According to PwC’s midyear 2025 report, private equity (PE) firms are holding an estimated $1 trillion in unrealized assets, capital that—under normal market conditions—would have already been returned to limited partners (LPs). But high interest rates, persistent tariff uncertainty, and geopolitical volatility have delayed exits and stalled global M&A activity.
“In a typical M&A cycle, $1 trillion would already have been put back into the market,”
said Josh Smigel, U.S. Private Equity Leader at PwC.
Key Data Points from the Report:
M&A activity flat in 2025: 4,535 deals worth $567B through May, nearly unchanged year-over-year.
30% of PE-owned companies held over 5 years, far exceeding traditional exit timelines.
57% of PE-backed turnaround investments have either stagnated or lost value.
Cross-border deals declined to 16.9% of total volume (vs. 18.7% in 2021), with China-related deals facing more scrutiny.
Amid this environment, LPs—some of the world’s largest capital allocators—are showing signs of frustration, said Kevin Desai, PwC U.S. Deals Platform Leader. Tariff policy, especially under the Trump administration’s unpredictable approach, has created additional deal uncertainty, with 30% of firms delaying or reassessing deals due to trade tensions.
Where Does PE Go from Here?
With $3 trillion currently invested in over 30,000 companies, PE firms now face mounting pressure to deliver returns. Creative value-extraction strategies—such as partial spin-offs or carve-outs—are becoming more common, especially for assets bought at peak valuations.

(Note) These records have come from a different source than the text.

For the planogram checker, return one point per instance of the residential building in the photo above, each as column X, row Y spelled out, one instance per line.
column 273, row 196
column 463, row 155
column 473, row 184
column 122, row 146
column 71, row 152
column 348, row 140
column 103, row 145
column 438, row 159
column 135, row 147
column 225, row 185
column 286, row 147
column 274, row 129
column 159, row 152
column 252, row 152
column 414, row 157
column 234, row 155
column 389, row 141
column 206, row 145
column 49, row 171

“Firms now need to be more creative to generate liquidity,”
said Liz Crego, PwC Industry Markets Leader.
The IPO market is showing signs of revival, with 31 traditional IPOs raising $11B through May. Fintech unicorns like Chime ($18.4B valuation) led the rebound, while SPACs are quietly returning, with over 50 formed in early 2025.
Despite near-term headwinds, PwC remains cautiously optimistic:
“We could see a reacceleration of M&A in the second half of 2025 into 2026,”
Smigel noted.
“It will depend on macro stabilization—tariffs, interest rates, and a clearer recession outlook.”
Bottom line:
The PE industry is at a crossroads. With patience thinning among LPs and capital locked in aging portfolios, firms must adapt exit strategies, reprice assets, and navigate uncertainty with greater agility. The road ahead may be bumpy—but for agile funds, it may also be opportunistic.